L'intervention militaire en Afghanistan ne peut apporter ni la paix, ni la liberté, ni la justice, ni la moindre stabilité, pas plus que la "fin du terrorisme" mais au contraire ne peut qu'entraîner un surcroît de guerre, de barbarie et de misère en aspirant les populations dans un tourbillon insensé de désespoir, de vengeance et de haine. Elle prépare en même temps une rivalité plus directe des Etats-Unis avec les autres Etats européens dans la région.

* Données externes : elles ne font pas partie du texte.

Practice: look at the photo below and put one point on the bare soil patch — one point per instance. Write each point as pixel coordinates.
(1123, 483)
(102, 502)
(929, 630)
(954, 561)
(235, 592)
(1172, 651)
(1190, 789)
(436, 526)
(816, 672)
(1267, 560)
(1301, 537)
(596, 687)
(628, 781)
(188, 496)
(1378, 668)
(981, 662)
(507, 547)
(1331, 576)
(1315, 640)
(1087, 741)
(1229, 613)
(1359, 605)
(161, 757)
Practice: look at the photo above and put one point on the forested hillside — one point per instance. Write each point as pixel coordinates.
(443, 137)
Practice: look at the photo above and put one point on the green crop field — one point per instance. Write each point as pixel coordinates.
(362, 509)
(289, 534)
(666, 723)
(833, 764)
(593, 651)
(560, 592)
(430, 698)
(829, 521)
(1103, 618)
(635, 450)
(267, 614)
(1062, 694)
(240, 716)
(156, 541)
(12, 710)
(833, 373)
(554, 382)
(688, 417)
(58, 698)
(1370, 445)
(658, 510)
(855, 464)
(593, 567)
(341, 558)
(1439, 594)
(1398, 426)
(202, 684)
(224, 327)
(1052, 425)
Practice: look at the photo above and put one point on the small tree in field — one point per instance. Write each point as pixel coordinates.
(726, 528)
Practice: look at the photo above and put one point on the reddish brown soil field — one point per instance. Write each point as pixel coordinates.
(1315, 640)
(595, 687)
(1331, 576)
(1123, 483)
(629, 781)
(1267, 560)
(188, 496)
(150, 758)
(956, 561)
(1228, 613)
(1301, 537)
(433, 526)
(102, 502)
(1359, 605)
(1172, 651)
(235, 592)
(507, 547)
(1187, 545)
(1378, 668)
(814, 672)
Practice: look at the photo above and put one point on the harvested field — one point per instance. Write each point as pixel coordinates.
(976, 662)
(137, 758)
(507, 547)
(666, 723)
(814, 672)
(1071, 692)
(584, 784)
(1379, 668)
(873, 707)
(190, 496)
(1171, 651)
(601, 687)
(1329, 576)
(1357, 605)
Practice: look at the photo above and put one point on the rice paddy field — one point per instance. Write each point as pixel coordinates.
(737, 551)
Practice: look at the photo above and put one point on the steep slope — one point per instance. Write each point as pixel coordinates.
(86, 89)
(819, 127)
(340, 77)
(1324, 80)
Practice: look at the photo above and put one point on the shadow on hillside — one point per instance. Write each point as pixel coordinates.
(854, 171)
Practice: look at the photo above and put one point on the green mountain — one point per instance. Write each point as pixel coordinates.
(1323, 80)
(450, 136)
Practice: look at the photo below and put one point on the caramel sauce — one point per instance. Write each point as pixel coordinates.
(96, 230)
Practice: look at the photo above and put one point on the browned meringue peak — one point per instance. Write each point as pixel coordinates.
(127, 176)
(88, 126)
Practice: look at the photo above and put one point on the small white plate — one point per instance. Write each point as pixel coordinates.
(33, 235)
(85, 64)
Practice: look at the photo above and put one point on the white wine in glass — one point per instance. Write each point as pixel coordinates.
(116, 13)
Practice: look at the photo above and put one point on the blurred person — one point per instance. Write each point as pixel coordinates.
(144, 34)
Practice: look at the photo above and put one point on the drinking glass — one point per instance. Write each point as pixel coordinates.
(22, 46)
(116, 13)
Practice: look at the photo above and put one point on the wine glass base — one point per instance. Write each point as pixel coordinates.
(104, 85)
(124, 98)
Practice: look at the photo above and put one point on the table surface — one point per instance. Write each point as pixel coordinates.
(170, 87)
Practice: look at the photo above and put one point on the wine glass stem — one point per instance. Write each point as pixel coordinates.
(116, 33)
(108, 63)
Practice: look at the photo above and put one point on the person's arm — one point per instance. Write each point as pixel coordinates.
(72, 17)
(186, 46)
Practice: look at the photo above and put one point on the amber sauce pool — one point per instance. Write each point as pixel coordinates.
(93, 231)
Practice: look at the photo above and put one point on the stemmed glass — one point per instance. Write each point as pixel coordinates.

Les différentes bourgeoisies nationales aux prises en Afghanistan démontrent à quel point leur prétendue croisade anti-terroriste est une foutaise, un répugnant mensonge idéologique. Elles démontrent quotidiennement qu'elles se fichent éperdument des victimes du terrorisme comme des morts de la guerre et du sort des populations locales bombardées. Les 6.000 morts des Twin Towers sont cyniquement exploités à seule fin de propagande guerrière. Comme les "body bags" annoncés de la soldatesque en action, ils font partie de la dette de sang de plus en plus lourde d'un système d'exploitation inhumain en pleine putréfaction. Derrière la défense de leurs sordides intérêts de vautours impérialistes qui anime chaque bourgeoisie nationale, il y a le capitalisme qui, en précipitant la planète dans un chaos sanglant, est le véritable responsable de ce déchaînement de barbarie. Cette exacerbation du chaos est bien le seul avenir que nous réserve le capitalisme.

CB

[1] Ce ne serait pas la première fois dans l'histoire des Etats-Unis. Le 8 décembre 1941, le projet d'attaque de la base américaine de Pearl Harbour à Hawaï où était regroupée la majorité des forces américaines par les forces aéronavales japonaises étaient connues par les services secrets qui en avaient informé les plus hautes autorités politiques du pays et celles-ci avaient laissé faire en n'en informant pas l'état-major militaire. Le "choc" de cette attaque et les pertes provoquées avaient permis de justifier l'entrée des Etats-Unis dans la Seconde Guerre mondiale et d'obtenir l'adhésion de la population américaine et de tous les secteurs de la bourgeoisie nationale.